Governor Patrick is said to be planning a visit to Newton this Saturday. His campaign will be giving out bumper stickers and signing up supporters. Here’s what I hope he talks about: the cost of health insurance to cover city workers. It’s a case study in what ails local communities these days.
Newton faces an $11 million deficit. Eighty percent of the cost of running the city goes for payroll and benefits. A solid chunk of those benefits covers health insurance. Recent town hall meetings in all eight wards showed that taxpayers want something done about the costs of that health insurance.
For one thing, the city shouldn’t be paying over 80 percent of the premiums, leaving the city workers to pay a token amount. It doesn’t happen in the private sector, and it’s not fair for taxpayers struggling to pay their own premiums to face a tax increase to cover workers who enjoy greater benefits than their own. Refusing to do better at sharing premium costs will eventually mean laying off some of those very workers, whose services are essential to the city.
Increasing the employee contribution is just one possible solution. Ending the bar to cities and towns’ joining the state’s Group Insurance Commission should be a no-brainer. A recent study by The Boston Foundation found that the handful of communities that have joined the GIC have enjoyed significant savings. If Boston joined the GIC, it could save an estimated 16-17 percent on health premiums.

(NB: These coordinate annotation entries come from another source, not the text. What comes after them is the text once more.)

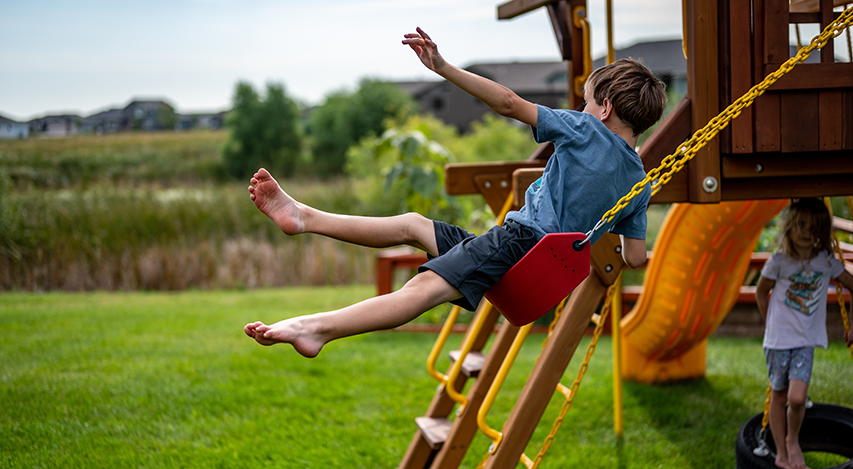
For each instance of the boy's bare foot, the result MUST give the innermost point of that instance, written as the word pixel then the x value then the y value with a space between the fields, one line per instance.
pixel 290 331
pixel 795 455
pixel 270 199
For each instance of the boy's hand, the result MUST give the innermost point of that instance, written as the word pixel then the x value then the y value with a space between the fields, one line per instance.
pixel 426 49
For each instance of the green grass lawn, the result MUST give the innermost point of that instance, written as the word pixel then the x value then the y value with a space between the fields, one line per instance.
pixel 169 380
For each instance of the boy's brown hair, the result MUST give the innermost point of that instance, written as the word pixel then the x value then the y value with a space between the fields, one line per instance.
pixel 814 216
pixel 638 97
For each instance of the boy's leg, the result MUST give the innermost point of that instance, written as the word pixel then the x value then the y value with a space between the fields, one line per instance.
pixel 797 396
pixel 778 425
pixel 309 333
pixel 293 218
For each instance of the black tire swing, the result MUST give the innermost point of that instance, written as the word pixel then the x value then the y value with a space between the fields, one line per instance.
pixel 826 428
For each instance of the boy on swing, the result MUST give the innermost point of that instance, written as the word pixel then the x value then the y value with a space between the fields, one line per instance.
pixel 593 166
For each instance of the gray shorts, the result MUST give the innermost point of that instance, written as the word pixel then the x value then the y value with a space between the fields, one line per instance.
pixel 472 264
pixel 785 365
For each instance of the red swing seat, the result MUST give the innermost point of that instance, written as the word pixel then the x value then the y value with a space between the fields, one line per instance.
pixel 542 278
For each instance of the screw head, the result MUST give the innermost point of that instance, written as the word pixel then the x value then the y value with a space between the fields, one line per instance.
pixel 710 184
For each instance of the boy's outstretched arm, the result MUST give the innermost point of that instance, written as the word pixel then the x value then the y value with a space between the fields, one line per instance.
pixel 498 97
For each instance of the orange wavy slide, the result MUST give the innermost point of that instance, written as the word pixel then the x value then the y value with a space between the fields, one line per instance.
pixel 700 259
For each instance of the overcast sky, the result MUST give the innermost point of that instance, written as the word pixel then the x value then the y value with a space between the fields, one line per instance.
pixel 86 56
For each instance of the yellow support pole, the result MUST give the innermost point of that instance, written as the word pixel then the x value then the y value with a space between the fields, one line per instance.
pixel 486 406
pixel 616 334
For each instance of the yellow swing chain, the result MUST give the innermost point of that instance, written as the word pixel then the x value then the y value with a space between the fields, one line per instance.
pixel 570 392
pixel 839 293
pixel 673 163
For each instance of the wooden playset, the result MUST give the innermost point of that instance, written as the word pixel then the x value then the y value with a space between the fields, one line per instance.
pixel 792 137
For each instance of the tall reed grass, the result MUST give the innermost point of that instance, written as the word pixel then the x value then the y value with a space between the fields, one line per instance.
pixel 167 239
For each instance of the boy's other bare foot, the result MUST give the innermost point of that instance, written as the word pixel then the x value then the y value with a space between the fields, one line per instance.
pixel 290 331
pixel 270 199
pixel 795 455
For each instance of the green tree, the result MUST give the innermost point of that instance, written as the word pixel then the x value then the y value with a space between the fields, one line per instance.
pixel 345 118
pixel 264 131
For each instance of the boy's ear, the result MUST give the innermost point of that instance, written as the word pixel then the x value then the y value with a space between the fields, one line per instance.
pixel 606 109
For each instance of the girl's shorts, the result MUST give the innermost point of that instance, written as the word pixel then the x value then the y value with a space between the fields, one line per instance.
pixel 785 365
pixel 472 264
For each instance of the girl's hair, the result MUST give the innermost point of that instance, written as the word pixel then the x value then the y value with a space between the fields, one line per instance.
pixel 814 216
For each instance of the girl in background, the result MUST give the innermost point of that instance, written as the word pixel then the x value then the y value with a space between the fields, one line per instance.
pixel 797 278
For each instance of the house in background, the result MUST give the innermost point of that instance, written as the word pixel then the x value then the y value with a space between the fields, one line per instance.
pixel 664 58
pixel 148 115
pixel 61 125
pixel 539 82
pixel 104 122
pixel 10 129
pixel 211 121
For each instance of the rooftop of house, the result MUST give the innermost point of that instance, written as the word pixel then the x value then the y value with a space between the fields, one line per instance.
pixel 663 58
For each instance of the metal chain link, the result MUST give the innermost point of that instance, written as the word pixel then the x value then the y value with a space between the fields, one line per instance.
pixel 567 404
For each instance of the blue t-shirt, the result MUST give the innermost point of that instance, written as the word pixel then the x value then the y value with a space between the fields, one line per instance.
pixel 591 169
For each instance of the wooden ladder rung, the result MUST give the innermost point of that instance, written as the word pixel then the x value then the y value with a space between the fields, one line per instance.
pixel 434 430
pixel 473 362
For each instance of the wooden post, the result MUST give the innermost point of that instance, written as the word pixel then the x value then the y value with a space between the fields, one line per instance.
pixel 703 88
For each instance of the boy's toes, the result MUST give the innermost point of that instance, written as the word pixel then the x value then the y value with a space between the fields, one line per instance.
pixel 250 329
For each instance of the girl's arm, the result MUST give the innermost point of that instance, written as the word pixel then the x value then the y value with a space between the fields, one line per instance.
pixel 761 291
pixel 633 251
pixel 846 280
pixel 498 97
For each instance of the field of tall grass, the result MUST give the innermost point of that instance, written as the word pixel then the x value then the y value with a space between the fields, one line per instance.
pixel 153 212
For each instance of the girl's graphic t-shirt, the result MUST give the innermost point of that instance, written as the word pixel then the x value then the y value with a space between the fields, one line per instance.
pixel 796 314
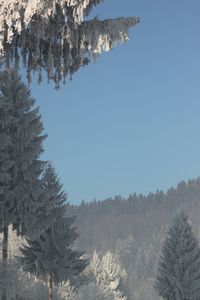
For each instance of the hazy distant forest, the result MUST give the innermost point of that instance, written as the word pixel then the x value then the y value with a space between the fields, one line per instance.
pixel 139 248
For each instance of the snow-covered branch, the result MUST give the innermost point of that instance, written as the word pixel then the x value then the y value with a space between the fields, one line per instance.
pixel 53 36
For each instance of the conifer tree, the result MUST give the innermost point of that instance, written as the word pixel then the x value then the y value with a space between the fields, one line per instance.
pixel 52 257
pixel 20 167
pixel 53 35
pixel 179 267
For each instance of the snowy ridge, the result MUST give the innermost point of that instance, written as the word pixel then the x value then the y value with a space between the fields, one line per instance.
pixel 53 36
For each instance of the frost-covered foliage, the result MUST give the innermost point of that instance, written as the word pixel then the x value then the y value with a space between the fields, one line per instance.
pixel 52 253
pixel 92 291
pixel 20 149
pixel 66 291
pixel 179 267
pixel 107 273
pixel 52 35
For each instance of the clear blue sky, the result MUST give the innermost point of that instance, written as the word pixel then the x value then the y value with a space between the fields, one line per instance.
pixel 131 122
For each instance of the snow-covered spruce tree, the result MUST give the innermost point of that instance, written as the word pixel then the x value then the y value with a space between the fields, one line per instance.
pixel 179 267
pixel 20 148
pixel 53 35
pixel 52 257
pixel 107 273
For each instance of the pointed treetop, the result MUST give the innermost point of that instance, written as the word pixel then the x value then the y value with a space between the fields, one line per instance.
pixel 53 36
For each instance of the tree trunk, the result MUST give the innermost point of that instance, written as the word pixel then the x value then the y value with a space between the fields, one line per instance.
pixel 4 259
pixel 50 288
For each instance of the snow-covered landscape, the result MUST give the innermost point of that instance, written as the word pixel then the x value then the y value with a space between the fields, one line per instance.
pixel 143 245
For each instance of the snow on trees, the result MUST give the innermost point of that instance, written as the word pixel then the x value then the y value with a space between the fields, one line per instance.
pixel 21 146
pixel 52 257
pixel 53 35
pixel 20 167
pixel 179 267
pixel 107 273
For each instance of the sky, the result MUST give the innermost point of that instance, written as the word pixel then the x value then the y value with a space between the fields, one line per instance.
pixel 130 123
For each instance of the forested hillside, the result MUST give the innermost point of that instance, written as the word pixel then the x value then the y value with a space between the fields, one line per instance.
pixel 134 229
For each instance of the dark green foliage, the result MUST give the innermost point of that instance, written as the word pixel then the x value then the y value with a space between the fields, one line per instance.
pixel 20 149
pixel 52 253
pixel 179 267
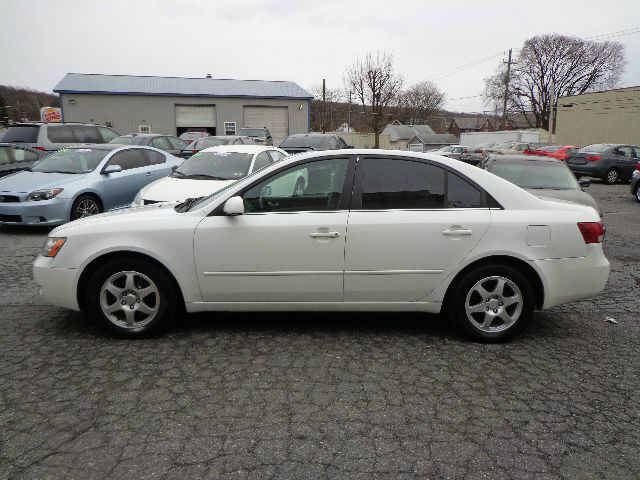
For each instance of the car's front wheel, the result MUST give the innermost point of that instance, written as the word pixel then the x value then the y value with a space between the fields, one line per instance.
pixel 492 303
pixel 131 296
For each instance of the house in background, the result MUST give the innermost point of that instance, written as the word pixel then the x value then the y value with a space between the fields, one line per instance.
pixel 458 125
pixel 399 135
pixel 434 141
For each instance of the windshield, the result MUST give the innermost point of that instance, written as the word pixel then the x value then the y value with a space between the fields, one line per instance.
pixel 252 132
pixel 596 148
pixel 125 140
pixel 314 141
pixel 71 160
pixel 215 166
pixel 207 142
pixel 505 146
pixel 21 134
pixel 534 174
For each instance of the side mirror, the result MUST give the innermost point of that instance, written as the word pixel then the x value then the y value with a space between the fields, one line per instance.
pixel 234 206
pixel 111 169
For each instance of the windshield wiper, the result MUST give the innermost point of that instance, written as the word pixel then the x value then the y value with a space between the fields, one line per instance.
pixel 187 204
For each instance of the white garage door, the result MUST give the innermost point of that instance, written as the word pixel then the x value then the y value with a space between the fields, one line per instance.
pixel 276 119
pixel 195 116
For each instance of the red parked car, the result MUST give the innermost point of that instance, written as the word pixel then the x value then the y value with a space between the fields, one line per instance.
pixel 556 151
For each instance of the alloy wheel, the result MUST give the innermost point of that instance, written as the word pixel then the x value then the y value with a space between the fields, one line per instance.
pixel 494 304
pixel 129 299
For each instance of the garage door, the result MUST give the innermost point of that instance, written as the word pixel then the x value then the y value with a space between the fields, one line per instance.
pixel 276 119
pixel 195 116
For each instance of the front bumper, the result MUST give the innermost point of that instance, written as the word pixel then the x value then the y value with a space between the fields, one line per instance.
pixel 571 279
pixel 58 286
pixel 43 213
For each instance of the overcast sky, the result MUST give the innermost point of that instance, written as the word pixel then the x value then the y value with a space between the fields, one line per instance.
pixel 298 40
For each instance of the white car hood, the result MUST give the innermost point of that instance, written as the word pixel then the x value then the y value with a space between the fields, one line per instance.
pixel 171 189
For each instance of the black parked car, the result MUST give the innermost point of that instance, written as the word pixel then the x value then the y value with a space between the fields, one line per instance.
pixel 16 157
pixel 166 143
pixel 214 141
pixel 312 141
pixel 609 162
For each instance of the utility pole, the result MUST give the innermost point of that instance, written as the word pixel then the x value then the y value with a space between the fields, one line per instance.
pixel 552 102
pixel 349 115
pixel 506 93
pixel 324 101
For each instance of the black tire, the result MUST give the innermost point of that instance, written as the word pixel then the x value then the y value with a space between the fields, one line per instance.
pixel 497 329
pixel 85 206
pixel 612 176
pixel 144 274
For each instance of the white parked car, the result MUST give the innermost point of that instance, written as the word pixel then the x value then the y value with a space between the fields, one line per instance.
pixel 372 230
pixel 208 171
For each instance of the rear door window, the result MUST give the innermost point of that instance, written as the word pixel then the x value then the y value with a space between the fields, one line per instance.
pixel 60 134
pixel 108 134
pixel 21 134
pixel 128 159
pixel 86 134
pixel 22 155
pixel 161 143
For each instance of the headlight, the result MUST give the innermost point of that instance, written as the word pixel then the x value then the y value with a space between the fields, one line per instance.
pixel 52 246
pixel 39 195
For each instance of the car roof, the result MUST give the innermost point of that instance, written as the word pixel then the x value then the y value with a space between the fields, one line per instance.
pixel 252 149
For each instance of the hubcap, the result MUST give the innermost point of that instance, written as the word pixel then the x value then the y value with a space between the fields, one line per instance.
pixel 86 208
pixel 129 299
pixel 493 304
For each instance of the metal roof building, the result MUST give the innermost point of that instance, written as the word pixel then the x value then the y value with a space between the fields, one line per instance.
pixel 173 105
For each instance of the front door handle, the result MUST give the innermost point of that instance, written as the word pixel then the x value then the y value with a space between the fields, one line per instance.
pixel 456 233
pixel 324 234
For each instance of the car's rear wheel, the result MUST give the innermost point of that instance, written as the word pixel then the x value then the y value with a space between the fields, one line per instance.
pixel 132 297
pixel 612 176
pixel 85 206
pixel 492 303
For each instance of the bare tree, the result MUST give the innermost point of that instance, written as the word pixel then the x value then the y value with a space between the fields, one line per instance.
pixel 574 65
pixel 376 85
pixel 419 102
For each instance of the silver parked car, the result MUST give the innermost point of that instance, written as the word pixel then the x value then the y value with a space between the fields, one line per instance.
pixel 80 181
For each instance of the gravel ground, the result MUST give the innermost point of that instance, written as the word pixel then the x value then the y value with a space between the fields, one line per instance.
pixel 318 396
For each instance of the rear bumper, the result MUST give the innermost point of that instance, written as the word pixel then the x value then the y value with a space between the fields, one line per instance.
pixel 44 213
pixel 570 279
pixel 58 286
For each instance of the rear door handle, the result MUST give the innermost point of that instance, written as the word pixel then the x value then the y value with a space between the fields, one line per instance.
pixel 324 234
pixel 456 233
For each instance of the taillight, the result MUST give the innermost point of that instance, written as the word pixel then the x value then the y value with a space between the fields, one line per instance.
pixel 592 232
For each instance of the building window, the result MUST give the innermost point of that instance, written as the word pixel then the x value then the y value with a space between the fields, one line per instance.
pixel 229 128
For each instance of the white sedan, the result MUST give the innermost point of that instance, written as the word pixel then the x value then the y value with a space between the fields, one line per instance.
pixel 372 230
pixel 208 171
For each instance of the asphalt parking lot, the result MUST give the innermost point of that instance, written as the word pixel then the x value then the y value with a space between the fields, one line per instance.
pixel 325 395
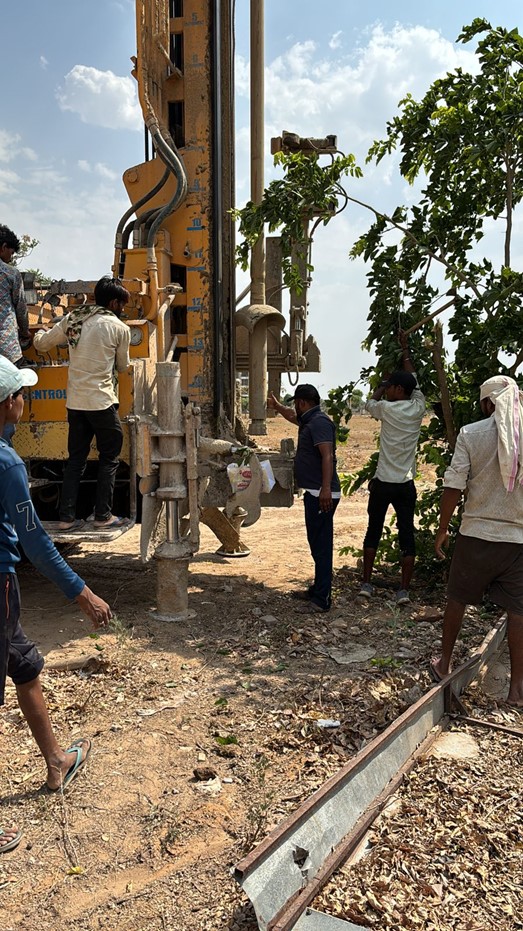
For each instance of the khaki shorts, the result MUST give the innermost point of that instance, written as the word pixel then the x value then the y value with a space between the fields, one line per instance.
pixel 482 567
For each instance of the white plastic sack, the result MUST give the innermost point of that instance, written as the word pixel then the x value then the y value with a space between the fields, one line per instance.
pixel 268 480
pixel 239 476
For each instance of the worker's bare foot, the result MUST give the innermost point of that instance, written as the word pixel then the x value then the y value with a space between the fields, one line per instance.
pixel 514 699
pixel 9 838
pixel 64 767
pixel 436 670
pixel 112 521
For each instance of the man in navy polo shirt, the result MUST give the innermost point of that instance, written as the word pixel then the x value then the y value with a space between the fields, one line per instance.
pixel 315 472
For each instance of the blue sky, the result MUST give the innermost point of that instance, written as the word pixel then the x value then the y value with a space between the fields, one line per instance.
pixel 70 124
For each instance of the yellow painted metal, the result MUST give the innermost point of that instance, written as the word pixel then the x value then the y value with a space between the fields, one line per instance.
pixel 160 88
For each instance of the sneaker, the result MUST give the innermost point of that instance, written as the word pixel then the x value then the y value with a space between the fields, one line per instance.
pixel 310 607
pixel 402 597
pixel 302 594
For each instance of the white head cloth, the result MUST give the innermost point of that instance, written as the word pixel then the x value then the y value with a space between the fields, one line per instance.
pixel 508 414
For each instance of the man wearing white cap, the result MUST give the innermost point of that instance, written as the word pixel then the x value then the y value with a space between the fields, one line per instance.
pixel 19 658
pixel 488 555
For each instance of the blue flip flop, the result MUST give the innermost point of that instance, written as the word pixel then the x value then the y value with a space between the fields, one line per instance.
pixel 12 843
pixel 75 768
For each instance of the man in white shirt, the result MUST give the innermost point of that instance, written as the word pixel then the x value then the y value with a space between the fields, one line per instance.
pixel 488 555
pixel 400 406
pixel 98 344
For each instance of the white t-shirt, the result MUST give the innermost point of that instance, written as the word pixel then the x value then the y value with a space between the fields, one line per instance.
pixel 491 512
pixel 400 426
pixel 103 345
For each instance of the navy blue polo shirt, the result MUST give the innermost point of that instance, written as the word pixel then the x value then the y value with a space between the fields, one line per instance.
pixel 314 427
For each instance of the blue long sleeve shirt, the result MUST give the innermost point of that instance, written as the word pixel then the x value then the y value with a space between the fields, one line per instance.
pixel 19 523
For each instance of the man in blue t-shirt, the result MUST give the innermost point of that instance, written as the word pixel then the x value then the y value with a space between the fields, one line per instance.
pixel 19 658
pixel 315 472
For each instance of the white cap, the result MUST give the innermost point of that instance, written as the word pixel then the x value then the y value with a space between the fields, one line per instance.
pixel 13 379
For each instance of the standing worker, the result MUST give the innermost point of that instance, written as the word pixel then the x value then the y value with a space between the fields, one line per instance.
pixel 401 415
pixel 98 343
pixel 19 658
pixel 14 322
pixel 315 473
pixel 488 556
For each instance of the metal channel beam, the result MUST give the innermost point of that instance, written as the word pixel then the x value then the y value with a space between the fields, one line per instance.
pixel 275 873
pixel 312 920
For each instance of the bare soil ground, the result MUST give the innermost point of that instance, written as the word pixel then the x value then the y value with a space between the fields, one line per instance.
pixel 204 733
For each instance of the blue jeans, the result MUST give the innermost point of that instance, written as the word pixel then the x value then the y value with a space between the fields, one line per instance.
pixel 320 534
pixel 83 426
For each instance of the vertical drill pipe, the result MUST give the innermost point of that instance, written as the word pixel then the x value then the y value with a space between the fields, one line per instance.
pixel 173 555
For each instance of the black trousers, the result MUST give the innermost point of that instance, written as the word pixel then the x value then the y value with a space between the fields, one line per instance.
pixel 402 496
pixel 105 426
pixel 320 534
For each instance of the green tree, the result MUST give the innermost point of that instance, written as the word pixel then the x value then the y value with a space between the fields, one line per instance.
pixel 462 145
pixel 27 244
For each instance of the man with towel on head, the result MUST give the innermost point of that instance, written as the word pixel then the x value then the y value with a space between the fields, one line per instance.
pixel 488 555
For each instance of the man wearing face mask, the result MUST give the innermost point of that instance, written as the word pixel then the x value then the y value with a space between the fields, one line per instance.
pixel 315 472
pixel 98 343
pixel 488 554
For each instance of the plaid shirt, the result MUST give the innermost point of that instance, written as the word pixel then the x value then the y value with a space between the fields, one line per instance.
pixel 13 311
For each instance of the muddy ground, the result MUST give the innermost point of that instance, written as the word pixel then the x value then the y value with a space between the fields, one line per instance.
pixel 204 733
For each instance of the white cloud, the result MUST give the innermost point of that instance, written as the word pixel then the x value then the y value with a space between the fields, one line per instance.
pixel 9 143
pixel 103 171
pixel 353 96
pixel 8 179
pixel 100 98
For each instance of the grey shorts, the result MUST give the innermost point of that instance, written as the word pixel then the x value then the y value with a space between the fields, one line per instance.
pixel 482 567
pixel 19 658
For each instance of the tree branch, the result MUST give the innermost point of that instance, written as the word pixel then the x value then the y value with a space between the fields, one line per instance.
pixel 437 355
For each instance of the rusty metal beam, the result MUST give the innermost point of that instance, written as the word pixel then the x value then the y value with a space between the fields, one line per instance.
pixel 287 870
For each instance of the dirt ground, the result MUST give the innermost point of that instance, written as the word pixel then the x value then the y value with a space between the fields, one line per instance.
pixel 205 732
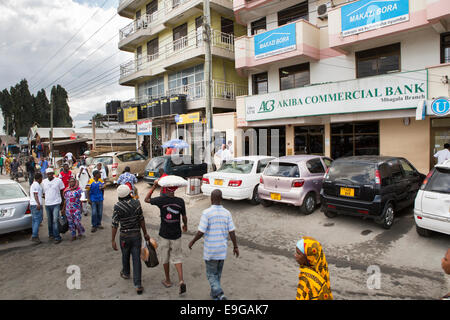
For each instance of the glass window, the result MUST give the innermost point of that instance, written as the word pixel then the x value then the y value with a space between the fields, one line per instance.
pixel 260 83
pixel 294 76
pixel 258 25
pixel 315 166
pixel 445 48
pixel 294 13
pixel 11 191
pixel 378 61
pixel 281 169
pixel 359 173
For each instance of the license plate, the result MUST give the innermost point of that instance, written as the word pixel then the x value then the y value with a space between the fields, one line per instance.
pixel 347 192
pixel 275 196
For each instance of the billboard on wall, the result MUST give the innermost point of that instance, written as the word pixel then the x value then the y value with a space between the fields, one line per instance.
pixel 379 93
pixel 365 15
pixel 275 41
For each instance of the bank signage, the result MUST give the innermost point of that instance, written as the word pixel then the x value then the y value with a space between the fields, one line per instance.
pixel 389 92
pixel 365 15
pixel 275 41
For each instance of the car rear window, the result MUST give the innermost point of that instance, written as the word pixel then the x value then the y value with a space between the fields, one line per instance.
pixel 281 169
pixel 440 181
pixel 104 160
pixel 155 164
pixel 358 173
pixel 11 191
pixel 237 166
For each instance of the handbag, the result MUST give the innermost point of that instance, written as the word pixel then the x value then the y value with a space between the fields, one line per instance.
pixel 63 224
pixel 148 254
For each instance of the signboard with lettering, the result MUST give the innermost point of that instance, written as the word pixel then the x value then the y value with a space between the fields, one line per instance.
pixel 388 92
pixel 130 114
pixel 365 15
pixel 144 128
pixel 275 41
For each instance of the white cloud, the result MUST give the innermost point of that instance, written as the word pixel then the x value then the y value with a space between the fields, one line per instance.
pixel 33 30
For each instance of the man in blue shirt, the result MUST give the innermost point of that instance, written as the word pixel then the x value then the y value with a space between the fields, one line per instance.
pixel 216 224
pixel 94 194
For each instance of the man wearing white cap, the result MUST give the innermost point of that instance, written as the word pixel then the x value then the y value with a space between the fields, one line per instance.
pixel 53 194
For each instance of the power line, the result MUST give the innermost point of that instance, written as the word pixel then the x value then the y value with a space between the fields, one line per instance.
pixel 68 41
pixel 76 50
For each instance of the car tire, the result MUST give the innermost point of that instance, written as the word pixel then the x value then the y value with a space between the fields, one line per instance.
pixel 309 204
pixel 387 219
pixel 255 198
pixel 266 203
pixel 423 232
pixel 330 214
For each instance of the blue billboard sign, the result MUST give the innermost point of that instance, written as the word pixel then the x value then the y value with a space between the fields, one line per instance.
pixel 275 41
pixel 365 15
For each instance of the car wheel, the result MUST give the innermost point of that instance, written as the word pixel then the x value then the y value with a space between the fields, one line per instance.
pixel 388 216
pixel 309 204
pixel 266 203
pixel 329 214
pixel 423 232
pixel 255 198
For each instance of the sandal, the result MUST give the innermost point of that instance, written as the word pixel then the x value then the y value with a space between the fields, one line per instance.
pixel 182 288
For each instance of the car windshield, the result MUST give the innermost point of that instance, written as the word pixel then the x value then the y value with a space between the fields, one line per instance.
pixel 155 164
pixel 237 166
pixel 11 191
pixel 104 160
pixel 358 173
pixel 280 169
pixel 440 181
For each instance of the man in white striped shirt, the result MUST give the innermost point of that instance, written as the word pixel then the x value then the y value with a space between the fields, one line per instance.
pixel 215 225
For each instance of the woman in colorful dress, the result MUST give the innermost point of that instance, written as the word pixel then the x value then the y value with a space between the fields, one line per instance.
pixel 314 277
pixel 72 208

Unfortunately, when the state allowed local communities to join the GIC, it required that 70 percent of local unions had to approve. And, viewing their benefits as something they had bargained for, they refused to agree to join the GIC. The only solution now seems to be for state law to be changed to lower (or dare we wish it) eliminate that 70 percent approval requirement.
So, Governor Patrick, you’ve already responsibly taken on public sector unions on the issues of civilian flaggers and the excesses of the Quinn bill. Public employee health insurance is “where the rubber hits the road.” You’ve been a stand-up guy on some of the toughest issues facing our state – education, ethics, transportation and pension reform – all hot button issues. This is the big one for cities and towns and their hard-pressed residents. Tell the people of Newton on Saturday what you’re going to do on this issue. The great recession and shrinking local revenues made it impossible to fulfill your 2006 campaign promise to lower local property taxes, but , by leading a reluctant legislature into the light on this, you could help lower the rate of property tax growth.